Previous reports from our laboratories showed that type IV collagen from anterior lens capsule (ALC) inhibited stimulated neutrophil function. This property was shown to reside in the region comprising residues 185–203 of the non-collagenous domain (NC1) of the α3(IV) chain. We also reported that ALC-type IV collagen or the synthetic α3(IV) 185–203 peptide, induced a rise in intracellular cAMP which persisted for up to 60 minutes. In the present work we extend our previous studies on signal transduction by α3(IV) 185–203 and we provide new data showing the involvement of cAMP-dependent PKA and protein phosphatases. The data also show that the α3(IV) peptide triggered a rise in intracellular calcium that was dependent on phospholipase C activation. Inhibitors of the Ca 2+/calmodulin system suppressed both the α3(IV) 185–203 peptide-induced cAMP increase and the inhibitory activity of the peptide on f-Met-Leu-Phe triggered O 2 − generation. When α3(IV) 185–203 peptide-induced calcium mobilization was blocked by U-73122, an inhibitor of phospholipase C activation, or by BAPTA/AM, a chelator of intracellular calcium, the inhibitory effect of the peptide on PMA-triggered O 2 − production was also abolished.
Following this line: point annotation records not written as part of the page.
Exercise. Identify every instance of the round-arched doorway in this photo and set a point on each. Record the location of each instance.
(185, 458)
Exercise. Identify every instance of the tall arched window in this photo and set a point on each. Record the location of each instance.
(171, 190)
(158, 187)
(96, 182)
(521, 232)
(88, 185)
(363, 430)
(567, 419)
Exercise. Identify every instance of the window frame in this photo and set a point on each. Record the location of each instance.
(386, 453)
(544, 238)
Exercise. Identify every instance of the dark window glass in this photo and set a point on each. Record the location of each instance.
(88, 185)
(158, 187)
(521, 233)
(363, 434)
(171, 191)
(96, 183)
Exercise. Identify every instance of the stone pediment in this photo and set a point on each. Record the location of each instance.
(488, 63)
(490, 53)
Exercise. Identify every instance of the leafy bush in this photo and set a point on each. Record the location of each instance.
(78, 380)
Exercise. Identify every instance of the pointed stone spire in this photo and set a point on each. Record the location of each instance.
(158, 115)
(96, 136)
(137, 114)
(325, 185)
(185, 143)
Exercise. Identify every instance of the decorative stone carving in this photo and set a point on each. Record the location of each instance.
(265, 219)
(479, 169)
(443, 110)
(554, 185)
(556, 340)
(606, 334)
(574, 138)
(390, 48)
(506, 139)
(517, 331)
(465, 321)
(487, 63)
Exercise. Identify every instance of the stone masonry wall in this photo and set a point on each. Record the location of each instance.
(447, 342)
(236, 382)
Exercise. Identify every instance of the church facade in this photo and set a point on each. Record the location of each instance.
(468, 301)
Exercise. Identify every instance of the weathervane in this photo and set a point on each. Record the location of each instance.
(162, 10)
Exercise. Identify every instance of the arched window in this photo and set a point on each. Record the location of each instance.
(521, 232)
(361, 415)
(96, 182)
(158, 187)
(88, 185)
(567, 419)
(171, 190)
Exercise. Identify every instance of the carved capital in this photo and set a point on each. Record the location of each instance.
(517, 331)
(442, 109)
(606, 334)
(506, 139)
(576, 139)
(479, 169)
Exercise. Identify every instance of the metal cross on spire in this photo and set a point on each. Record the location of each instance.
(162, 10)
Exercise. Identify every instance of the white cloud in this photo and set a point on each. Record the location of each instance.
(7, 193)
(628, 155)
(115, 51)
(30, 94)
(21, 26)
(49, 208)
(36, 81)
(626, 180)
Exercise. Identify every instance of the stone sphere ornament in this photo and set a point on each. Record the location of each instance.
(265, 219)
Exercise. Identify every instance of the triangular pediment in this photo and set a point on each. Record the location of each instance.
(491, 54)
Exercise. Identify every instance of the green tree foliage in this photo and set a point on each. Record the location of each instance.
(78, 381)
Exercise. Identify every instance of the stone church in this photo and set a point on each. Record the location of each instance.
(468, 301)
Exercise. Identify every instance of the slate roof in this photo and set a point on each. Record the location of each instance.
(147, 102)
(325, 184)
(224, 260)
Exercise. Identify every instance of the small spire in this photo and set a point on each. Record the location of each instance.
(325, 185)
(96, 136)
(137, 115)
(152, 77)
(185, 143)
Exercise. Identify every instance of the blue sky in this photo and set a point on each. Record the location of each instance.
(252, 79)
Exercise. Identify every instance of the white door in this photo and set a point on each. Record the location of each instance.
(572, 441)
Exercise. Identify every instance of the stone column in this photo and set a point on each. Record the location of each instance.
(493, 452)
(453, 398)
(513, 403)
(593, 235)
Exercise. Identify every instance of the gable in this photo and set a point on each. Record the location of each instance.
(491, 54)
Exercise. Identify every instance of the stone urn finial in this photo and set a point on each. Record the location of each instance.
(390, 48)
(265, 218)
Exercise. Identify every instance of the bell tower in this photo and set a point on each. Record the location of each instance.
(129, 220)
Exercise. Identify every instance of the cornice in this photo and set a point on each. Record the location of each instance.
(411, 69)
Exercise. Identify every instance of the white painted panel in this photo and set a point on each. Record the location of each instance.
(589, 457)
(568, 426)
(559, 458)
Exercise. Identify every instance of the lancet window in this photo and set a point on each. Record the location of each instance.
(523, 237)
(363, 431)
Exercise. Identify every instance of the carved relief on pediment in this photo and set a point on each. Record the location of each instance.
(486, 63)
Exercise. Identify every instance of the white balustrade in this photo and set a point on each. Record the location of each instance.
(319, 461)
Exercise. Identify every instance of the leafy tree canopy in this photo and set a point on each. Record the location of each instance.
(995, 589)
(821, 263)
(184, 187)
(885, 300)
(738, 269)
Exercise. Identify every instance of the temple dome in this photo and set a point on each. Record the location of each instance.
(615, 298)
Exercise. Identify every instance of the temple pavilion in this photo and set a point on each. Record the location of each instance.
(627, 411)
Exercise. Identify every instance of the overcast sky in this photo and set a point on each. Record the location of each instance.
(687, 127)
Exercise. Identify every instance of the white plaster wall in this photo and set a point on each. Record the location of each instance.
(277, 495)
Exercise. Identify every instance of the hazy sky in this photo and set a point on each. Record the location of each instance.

These findings provide evidence that signal transduction by the α3(IV) peptide occurs via pathways which involve calcium. Indeed, the cAMP increase was shown to be mediated by adenosine and adenosine A2 receptors and required calcium elevation, since adenosine deaminase, theophilline, dimethylpropargylxanthine, trifluoperazine or autocamtide-2 related inhibitory peptide, suppressed the activity of the α3(IV) peptide. The inhibitory effect of the peptide on f-Met-Leu-Phe-induced O 2 − generation was slightly affected by 1 μM KT5720 or H89, two inhibitors of cAMP-dependent PKA, but was completely suppressed by 10 nM calyculin A or 10 μM okadaic acid, two inhibitors of ser/thr phosphatases. These results suggest that Ser/Thr protein phosphatases and/or cAMP-dependent PKA are involved in signal transduction by the α3(IV) 185–203 peptide and is consistent with the concept that adenosine receptor occupancy modulates neutrophil function.